Yves Simon, visageDans les pages Débats du quotidien Le Monde daté de ce jeudi 13 mai, l’auteur-compositeur-interprète et écrivain Yves Simon se place résolument, dans les ondulations actuelles du niqab et de la burqa, du côté du visage découvert.

Il le fait de la manière la plus élégante et poétique qui soit, en signant en un quart de page une ode au visage, de toute beauté, pleine de références et plus encore d’humanité.

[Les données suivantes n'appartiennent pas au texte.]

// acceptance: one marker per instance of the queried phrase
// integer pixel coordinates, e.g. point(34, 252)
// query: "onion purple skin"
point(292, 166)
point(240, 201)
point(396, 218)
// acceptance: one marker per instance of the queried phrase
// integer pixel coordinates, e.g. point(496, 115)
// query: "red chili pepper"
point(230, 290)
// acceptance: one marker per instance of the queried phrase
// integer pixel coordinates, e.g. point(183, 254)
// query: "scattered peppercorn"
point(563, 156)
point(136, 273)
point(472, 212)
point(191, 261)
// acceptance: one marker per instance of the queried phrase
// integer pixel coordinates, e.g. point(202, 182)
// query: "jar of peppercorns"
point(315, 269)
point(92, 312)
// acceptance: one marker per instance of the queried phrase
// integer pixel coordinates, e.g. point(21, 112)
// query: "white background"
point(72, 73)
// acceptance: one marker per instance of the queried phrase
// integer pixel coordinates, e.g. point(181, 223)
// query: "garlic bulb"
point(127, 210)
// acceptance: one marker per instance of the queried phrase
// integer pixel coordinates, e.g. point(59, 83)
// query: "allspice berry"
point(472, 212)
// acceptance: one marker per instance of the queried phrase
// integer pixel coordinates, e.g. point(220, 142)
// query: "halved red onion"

A lire absolument et à faire partager.

Extraits :

Les visages sont des aimants, comment ne pas être tout simplement heureux de se délecter à une terrasse de café de les voir défiler comme au théâtre, sous nos yeux, deviner les gammes de sentiments et de tourments qui les envahissent, une naissance, une souciance, une jalousie, s’en repaître et se sentir en concordance avec eux – reliés -, en choisir un pour aussitôt l’oublier, ou alors y repenser, cette planète nous a touchés, on aurait pu, on aurait dû, appeler, courir, les choses vont si vite, et Proust qui s’émeut : "Ce regard avec lequel un jour de départ on voudrait emporter le paysage qu’on va quitter pour toujours." (…)
Les visages se rident, ils sourient, ils ravissent ou effraient, ils racontent au monde leur monde, ils sont Hermès sculpté par Praxitèle, Périclès par Crésilas, la Mélancolie, de Dürer, et la Séphora, de Botticelli, les effarés du Tres de Mayo, de Goya, et l’adolescent Rimbaud photographié par Carjat, ils nous percutent, ils nous hantent, ils nous émeuvent. (…).
Chaque visage est un morceau d’univers, un zeste de divinité, une parcelle de Dieu qui à Lui seul serait tous les visages. "Le visage est le lieu du sacré par excellence", dit l’anthropologue David Le Breton. Regarder un seul visage, c’est voir l’humanité tout entière, c’est entrevoir le ciel et les étoiles, se laisser happer par l’infini cosmos "dans un pur arrachement au quotidien, sans plus de référence au religieux".